Wednesday, May 16, 2012


May 16, 2012:

     "Another damned, thick, square book! Always scribble, scribble, scribble! Eh! Mr. Gibbon?"

     So said the 1st Duke of Gloucester to Edward Gibbon when presented with another volume of his History of the Decline and Fall of the Roman Empire. And now here is Robert Caro with the fourth volume of his life and times of Lyndon Johnson, and it runs to 714 pages. It will take weeks to read-- no, months; I have a busy life of my own to live, lots of work to do, which requires its own reading, and once in a while I like to go to the movies. Then there's the thinking. I am one of those people who sits down with a notebook and thinks, taking notes as things occur to me. Occasionally I have a genuine insight. A book like Caro's leaves no time for idle thought.

     I read Gibbon's Autobiography some years ago, but I never tackled the Decline and Fall. It seemed so much like a life's work, that once you had read it you would have to read about it, read Tacitus and Livy and Polybius, in other words, for background, read other books about the late Empire for the sake of comparison, then read J. G. A. Pocock's current three-volume project (so far) on the significance of Gibbon's book for Enlightenment studies, become a classics scholar, in short--well, definitely not in short--in order to appreciate it fully. I hesitate generally to read really long books. It may come as a shock to those who consider me well-read, but I have not read War and Peace, nor Paradise Lost, nor Joyce's Ulysses all the way through, nor Gravity's Rainbow, nor David Foster Wallace's Infinite Jest. I did once read Leon Edel's five-volume biography of Henry James, but that was when I was studying Henry James in grad school. Generally I find really long books off-putting. Who has the time? How interested am I in the subject? And Caro's is more than a really long book. It is, or promises to be, five really long books, all featuring a history I lived through, and about a President I followed in the press at the time. How much more do I need to know?

     When Caro's third volume on Johnson came out ten years ago I was a judge of the non-fiction panel of the National Book Awards and I remember when it came in the house, along with the 400 other books that publishers had nominated that year for the non-fiction award, and I blanched. Four hundred books, and the most prestigious, the most watched, was Caro's, and it was 800? 900? pages long. To be a judge is a mostly honorary position; you do get paid, but very little, for going through 400 books. It's obvious you can't read them all. We didn't. You become expert at making decisions about books within a page or two. But you couldn't toss Caro aside that way. Caro was clearly writing an American epic, he was important, he was a genuine candidate for the award. One of the judges, I remember, complained that the book was too heavy to read in bed and wanted to reject it for that reason. I suspect that judge had other reasons as well, but there it was: too big, too clumsy; another damned, thick, square book.

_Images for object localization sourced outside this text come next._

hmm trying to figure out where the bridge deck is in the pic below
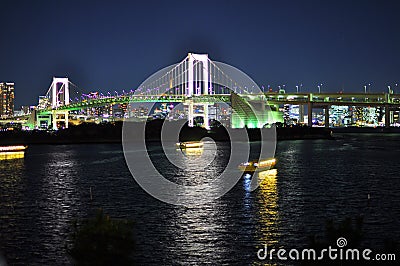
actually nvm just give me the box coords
[35,92,400,113]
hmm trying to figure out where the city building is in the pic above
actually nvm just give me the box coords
[329,105,351,127]
[130,104,150,120]
[283,104,306,125]
[38,96,50,109]
[283,104,291,125]
[0,82,15,118]
[353,106,378,126]
[20,105,36,115]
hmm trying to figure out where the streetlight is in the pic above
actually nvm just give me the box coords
[317,84,321,93]
[296,85,299,93]
[364,85,367,94]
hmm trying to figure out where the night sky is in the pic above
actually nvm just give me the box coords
[1,0,400,107]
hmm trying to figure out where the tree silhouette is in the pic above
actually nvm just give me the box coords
[68,209,135,266]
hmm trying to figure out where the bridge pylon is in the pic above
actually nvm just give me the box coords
[51,77,70,108]
[186,53,211,129]
[35,77,71,130]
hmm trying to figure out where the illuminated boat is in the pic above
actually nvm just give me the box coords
[176,141,204,149]
[238,158,276,172]
[0,145,27,160]
[0,145,27,152]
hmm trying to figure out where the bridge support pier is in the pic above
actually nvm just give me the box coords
[307,101,313,127]
[36,113,52,129]
[385,105,390,128]
[325,105,330,128]
[52,110,69,130]
[188,101,194,127]
[299,104,305,124]
[203,104,210,130]
[52,112,57,130]
[186,100,210,129]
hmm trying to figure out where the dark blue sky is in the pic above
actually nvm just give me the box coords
[1,0,400,107]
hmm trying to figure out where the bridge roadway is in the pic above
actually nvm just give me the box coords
[3,92,400,128]
[43,92,400,112]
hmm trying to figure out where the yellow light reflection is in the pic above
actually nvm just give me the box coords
[258,169,278,183]
[256,169,279,248]
[0,151,25,161]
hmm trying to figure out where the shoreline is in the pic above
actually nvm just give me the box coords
[3,120,400,146]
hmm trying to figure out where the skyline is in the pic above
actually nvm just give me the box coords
[1,0,400,107]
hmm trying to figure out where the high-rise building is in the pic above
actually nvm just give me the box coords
[283,104,291,125]
[0,82,14,118]
[330,105,351,126]
[353,106,378,126]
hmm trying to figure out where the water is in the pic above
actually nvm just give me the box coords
[1,135,400,265]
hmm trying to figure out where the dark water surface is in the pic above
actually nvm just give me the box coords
[0,134,399,265]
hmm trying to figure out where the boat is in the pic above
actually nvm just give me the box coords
[238,158,276,172]
[0,145,27,160]
[176,141,204,149]
[0,145,28,152]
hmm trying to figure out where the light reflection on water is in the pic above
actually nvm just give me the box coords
[256,169,279,248]
[0,150,25,265]
[0,151,25,161]
[39,149,80,256]
[0,136,400,265]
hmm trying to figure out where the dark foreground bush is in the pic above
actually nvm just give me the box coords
[68,209,135,266]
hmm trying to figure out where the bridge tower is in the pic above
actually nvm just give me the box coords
[51,77,70,108]
[35,77,70,130]
[186,53,211,129]
[50,77,70,130]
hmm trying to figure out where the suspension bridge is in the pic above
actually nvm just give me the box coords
[30,53,282,130]
[12,53,400,129]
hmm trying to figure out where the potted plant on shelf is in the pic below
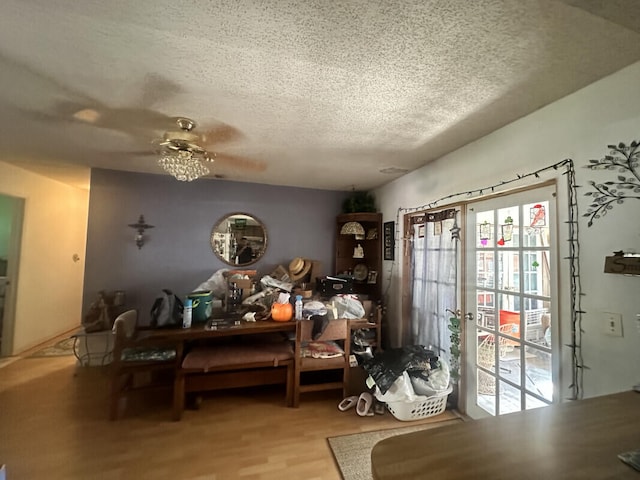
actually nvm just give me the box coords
[342,191,376,213]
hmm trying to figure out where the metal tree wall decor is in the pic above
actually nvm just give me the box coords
[583,140,640,226]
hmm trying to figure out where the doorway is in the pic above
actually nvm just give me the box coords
[463,185,558,418]
[0,194,24,357]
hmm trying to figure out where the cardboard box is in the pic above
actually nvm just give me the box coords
[230,278,252,299]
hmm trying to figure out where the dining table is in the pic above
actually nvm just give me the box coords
[371,390,640,479]
[137,316,296,343]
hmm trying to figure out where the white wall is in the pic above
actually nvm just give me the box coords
[376,60,640,399]
[0,161,89,353]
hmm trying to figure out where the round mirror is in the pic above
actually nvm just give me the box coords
[210,212,268,266]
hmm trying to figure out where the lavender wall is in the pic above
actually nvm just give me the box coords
[84,169,349,324]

     But it was also mesmerizing. I read half the book, which I really didn't have time to do, and learned more about the U. S. Senate and the exercise of power within the Senate than I could have learned in years of reading other histories. Caro is a great storyteller, and that's how he gets away with it. Even when you already know the outcome you go on reading, not quite breathlessly but nearly so. He gets to the heart of American politics in all its messy ingloriousness, and he draws you in, seduces you, makes you forget who you are and what else you have to do. In the end I saw that what he was doing was comparable to what Henry Adams had done in his history of the administrations of Jefferson and Madison, which ran to nine volumes when he finished it; it was that grand, that powerful, that good. I cannot forget the first one hundred pages of Adams's book, which is a riveting physical description of the United States in 1800, the roads, or lack of them, the river transportation systems, the communications systems. It sounds dry, doesn't it? But in Adams's hands it's a masterpiece and is sometimes published as a separate book in its own right. So with Caro. His first book on Johnson spends an inordinate amount of time in the Texas hill country, where Johnson grew up, but it's extremely helpful to understanding Johnson. We all come out of a specific context. The hill country was Johnson's context. To understand him you have to understand the context.

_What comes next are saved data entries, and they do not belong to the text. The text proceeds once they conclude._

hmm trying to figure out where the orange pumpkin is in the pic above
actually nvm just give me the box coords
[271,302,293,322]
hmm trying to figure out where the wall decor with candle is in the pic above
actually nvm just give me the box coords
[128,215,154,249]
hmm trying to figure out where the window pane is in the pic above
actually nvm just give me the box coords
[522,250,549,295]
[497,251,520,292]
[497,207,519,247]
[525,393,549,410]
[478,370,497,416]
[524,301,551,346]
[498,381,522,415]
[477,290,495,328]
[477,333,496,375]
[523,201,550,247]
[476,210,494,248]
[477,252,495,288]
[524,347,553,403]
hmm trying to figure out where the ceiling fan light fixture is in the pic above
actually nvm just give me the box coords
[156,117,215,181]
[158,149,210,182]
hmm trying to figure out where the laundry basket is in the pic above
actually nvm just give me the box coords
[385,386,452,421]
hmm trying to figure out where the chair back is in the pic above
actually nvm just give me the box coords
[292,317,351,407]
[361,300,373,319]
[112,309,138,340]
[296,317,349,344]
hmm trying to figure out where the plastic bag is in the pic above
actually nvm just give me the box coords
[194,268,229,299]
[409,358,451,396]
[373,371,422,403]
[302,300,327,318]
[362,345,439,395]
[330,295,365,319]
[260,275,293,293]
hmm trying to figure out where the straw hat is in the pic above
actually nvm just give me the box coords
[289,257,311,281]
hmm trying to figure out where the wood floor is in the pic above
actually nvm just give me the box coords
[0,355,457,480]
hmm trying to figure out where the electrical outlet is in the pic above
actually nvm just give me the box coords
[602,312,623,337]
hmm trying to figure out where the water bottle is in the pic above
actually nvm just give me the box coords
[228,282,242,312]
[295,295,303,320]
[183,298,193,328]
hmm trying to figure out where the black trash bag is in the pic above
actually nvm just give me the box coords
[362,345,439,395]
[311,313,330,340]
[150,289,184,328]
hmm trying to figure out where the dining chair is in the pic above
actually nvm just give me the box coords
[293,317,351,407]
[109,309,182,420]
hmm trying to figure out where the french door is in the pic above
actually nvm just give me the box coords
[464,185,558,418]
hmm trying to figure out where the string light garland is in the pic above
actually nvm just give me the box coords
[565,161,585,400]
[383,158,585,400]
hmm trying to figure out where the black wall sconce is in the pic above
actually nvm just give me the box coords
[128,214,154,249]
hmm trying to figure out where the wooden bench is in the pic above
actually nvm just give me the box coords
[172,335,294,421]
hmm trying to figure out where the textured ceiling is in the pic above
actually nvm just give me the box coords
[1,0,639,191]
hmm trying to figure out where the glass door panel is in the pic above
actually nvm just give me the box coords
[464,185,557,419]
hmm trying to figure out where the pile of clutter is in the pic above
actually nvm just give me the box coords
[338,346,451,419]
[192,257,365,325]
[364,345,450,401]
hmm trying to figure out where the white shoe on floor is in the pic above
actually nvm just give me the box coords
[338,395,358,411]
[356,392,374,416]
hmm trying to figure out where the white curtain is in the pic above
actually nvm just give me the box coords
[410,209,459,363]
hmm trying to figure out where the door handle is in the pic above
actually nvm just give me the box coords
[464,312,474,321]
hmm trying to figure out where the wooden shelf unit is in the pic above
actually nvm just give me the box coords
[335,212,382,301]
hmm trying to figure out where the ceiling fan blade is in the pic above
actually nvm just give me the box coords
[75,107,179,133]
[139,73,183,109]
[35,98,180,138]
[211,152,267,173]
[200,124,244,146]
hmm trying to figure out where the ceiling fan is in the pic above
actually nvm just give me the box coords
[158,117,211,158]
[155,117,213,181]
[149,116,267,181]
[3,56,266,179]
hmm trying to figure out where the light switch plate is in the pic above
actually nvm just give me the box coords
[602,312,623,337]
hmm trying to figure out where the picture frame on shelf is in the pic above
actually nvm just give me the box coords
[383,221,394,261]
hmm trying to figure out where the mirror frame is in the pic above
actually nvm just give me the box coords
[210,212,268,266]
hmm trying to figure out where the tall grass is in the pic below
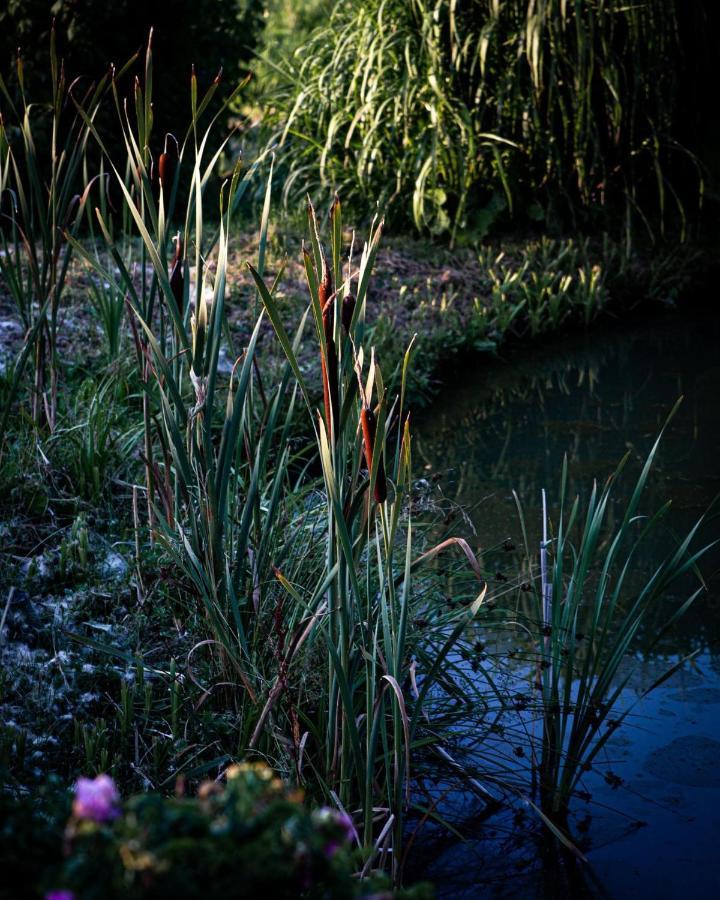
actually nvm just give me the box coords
[0,28,132,430]
[261,0,702,244]
[1,25,714,888]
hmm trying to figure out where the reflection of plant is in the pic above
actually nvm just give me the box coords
[368,238,608,404]
[515,411,711,831]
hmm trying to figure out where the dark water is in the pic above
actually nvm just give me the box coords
[411,312,720,898]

     And it is American power politics that Caro is writing about. It's a subject we need to know much more fully. When I listen to my liberal friends, all of them idealists, all of them rather naive about politics and how it works and even more naive about the way the right thinks, and why, I wonder to myself, what would it take to educate them? If this sounds arrogant on my part, I can't help it. The five years I spent in local politics taught me a great deal; six months living in Oklahoma was a revelation. You don't know a swamp until you wade through it. If you want to drain it, you damn well better get your feet wet. It's not enough to sit around in a park near Wall Street and carry a sign. You get involved. Or else, like Caro, you wade into the archives, you read everything, every scribbled note, every memo; you talk to everybody you can find; and you come out of it knowing. If you want to understand American politics in depth, in other words, you have to get into it, or you have to read Caro.

     Caro had enemies on the National Book Award panel that year, but in the end all five of us voted for him. He's doing something truly unusual; he's writing the American epic of our time. Much of the best in America, and much of the worst, flows from Lyndon Johnson and his Presidency. You have to read Caro. He has the power to open eyes.